Programma d'inchiesta

    Con questo saggio Rivoluzione Liberale comincia un'inchiesta che vorrebbe essere organica e completa sull'industria italiana. A questo lavoro tutti gli amici sono necessari. E' un'opera che deve essere condotta avanti per indagini locali, sulla scorta di osservazioni e di pratica personali e ognuno dovrebbe portarci il suo studio e la sua esperienza.

    Si tratta di vedere in quali climi l'industria italiana riuscì a imporsi, come vinse le difficoltà naturali, quali difetti la travagliano. Tutte le nostre simpatie sono per le libere iniziative che risalgono al sacrificio dei singoli, e alla genialità di uomini che non dovettero ricorrere all'aiuto del politicantismo.
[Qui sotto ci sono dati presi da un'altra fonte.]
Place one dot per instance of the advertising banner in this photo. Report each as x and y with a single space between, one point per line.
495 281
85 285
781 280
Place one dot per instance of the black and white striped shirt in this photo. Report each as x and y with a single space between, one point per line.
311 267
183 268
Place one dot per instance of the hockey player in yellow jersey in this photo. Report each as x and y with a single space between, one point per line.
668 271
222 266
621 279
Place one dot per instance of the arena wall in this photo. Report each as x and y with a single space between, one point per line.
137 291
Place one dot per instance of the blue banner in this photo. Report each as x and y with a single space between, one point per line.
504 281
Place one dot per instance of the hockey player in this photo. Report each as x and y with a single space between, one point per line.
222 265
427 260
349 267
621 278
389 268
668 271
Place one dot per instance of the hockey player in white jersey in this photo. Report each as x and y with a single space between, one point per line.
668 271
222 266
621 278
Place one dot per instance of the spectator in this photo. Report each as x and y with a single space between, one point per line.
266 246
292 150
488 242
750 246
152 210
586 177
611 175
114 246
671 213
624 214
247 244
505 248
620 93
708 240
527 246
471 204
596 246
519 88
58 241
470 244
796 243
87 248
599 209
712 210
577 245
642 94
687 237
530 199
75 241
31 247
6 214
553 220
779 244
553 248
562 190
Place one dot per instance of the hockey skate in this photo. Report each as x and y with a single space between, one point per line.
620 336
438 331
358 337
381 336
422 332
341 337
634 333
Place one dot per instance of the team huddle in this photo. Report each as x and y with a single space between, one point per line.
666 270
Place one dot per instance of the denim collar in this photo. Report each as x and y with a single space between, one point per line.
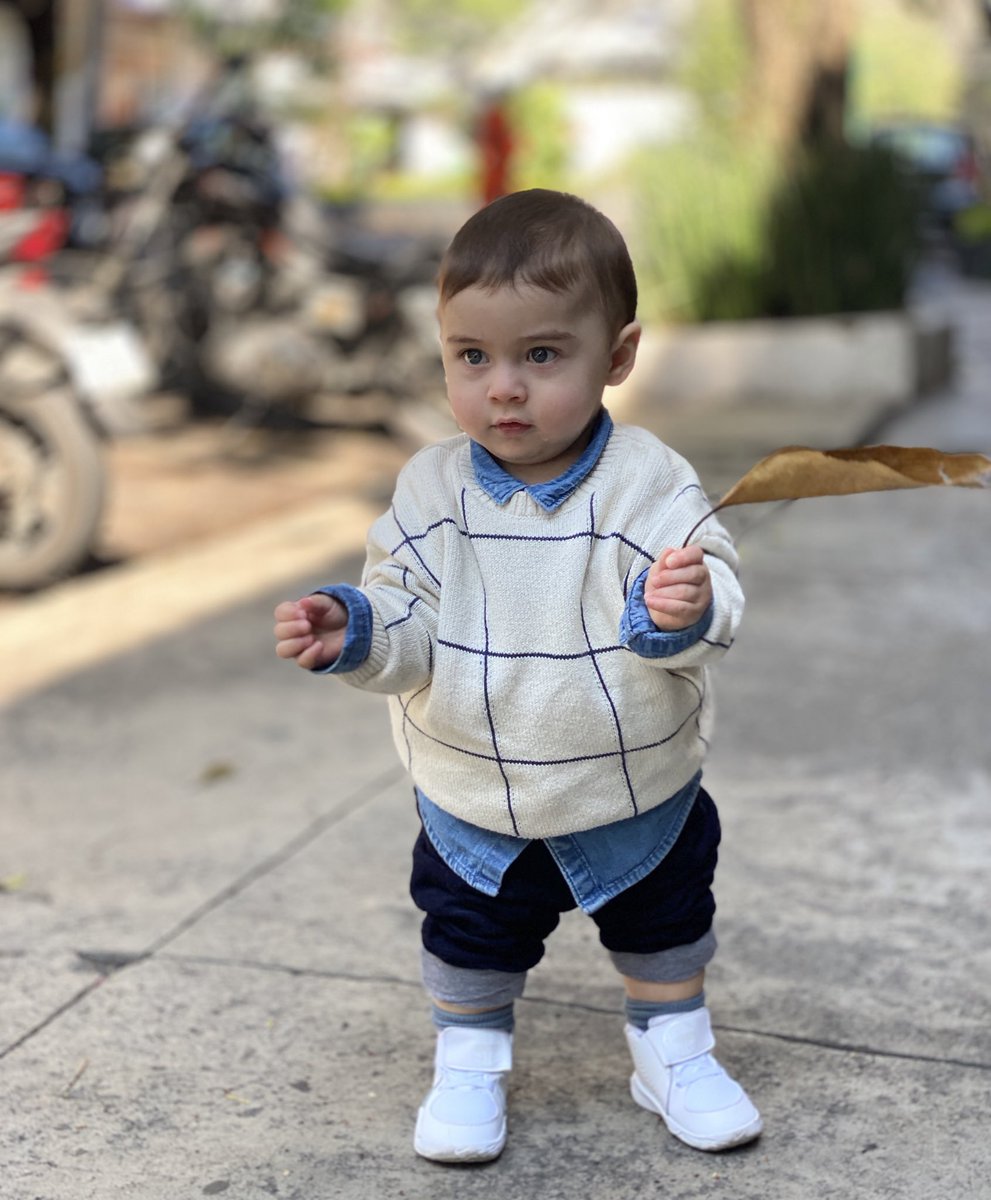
500 486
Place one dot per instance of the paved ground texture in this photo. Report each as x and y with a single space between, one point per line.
210 961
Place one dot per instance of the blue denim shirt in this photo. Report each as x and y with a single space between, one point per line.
596 863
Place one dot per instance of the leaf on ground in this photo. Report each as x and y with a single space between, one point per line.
797 473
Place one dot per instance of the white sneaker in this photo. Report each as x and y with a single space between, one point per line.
677 1078
463 1117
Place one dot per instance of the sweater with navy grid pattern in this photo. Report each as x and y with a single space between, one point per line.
516 701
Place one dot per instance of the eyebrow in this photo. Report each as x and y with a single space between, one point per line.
551 335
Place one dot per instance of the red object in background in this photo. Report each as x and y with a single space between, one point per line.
496 145
47 238
44 237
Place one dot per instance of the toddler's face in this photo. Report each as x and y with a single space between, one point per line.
526 370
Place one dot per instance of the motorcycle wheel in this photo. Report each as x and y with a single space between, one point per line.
52 471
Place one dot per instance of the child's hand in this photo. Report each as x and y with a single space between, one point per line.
310 630
678 588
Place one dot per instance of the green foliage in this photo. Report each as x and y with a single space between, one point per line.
840 235
726 233
901 65
974 223
697 240
298 23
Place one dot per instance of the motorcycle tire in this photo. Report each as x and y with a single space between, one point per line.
52 489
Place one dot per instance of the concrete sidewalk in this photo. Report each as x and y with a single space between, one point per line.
211 970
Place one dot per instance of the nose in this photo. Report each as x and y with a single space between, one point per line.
505 383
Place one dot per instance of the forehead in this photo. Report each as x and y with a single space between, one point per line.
523 306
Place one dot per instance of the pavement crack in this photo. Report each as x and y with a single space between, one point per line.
574 1006
277 858
216 960
108 964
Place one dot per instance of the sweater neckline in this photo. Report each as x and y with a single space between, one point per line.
500 486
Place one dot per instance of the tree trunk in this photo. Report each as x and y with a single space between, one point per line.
800 51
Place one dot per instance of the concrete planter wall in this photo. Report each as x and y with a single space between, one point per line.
880 358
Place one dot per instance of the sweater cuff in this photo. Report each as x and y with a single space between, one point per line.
358 635
638 633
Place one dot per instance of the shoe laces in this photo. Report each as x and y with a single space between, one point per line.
701 1067
455 1077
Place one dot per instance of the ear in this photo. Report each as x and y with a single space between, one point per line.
624 353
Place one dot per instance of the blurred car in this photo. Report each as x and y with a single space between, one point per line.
942 159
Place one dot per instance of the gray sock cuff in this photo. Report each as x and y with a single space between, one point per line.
470 988
641 1012
491 1019
667 966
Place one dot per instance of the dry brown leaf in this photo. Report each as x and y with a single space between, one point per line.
797 473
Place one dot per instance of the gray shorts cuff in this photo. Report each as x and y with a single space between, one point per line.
667 966
463 985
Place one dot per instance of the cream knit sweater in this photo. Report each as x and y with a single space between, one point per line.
496 631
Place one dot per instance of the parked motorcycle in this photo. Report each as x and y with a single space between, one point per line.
68 379
251 299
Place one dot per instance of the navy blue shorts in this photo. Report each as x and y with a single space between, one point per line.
671 906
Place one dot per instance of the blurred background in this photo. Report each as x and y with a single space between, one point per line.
220 222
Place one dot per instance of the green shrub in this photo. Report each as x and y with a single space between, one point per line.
727 233
841 235
697 238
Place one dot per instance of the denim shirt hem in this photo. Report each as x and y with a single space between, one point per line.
598 864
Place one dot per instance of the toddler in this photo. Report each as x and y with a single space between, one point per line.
542 637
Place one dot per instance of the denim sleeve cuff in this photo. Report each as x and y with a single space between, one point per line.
358 636
638 633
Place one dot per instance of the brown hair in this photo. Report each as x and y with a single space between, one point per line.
545 239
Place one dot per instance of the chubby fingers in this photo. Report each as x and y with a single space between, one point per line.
678 588
293 630
679 569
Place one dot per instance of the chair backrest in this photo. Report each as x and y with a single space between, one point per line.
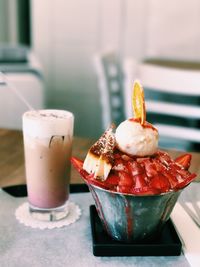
172 93
110 81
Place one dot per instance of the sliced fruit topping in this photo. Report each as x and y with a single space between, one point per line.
184 160
141 176
99 159
138 103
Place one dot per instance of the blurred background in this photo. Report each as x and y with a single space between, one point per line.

In questi casi, accanto ai dati statistici e tecnici, la psicologia del protagonista, lo studio dei costumi che la nascente industria alimentò intorno a sé, e delle trasformazioni economiche sociali, spirituali prodottesi nei ceti interessati possono svelarci i segreti dell'equilibrio sociale e darci i più esaurienti schemi di fisiologia economica e politica. La statistica qui si alternerebbe al pittoresco.

    Soltanto questa indagine potrà dirci con quale preparazione intima l'Italia si avvia alla vita moderna e entro quali limiti si sia già formata una classe di capitalisti non avventurieri, né parassiti. Di tale compito Rivoluzione Liberale si assunse implicitamente l'impegno con la impostazione stessa che diede allo studio intorno alla presente immaturità italiana economica e politica, immaturità che non deve escludere altre speranze per il futuro.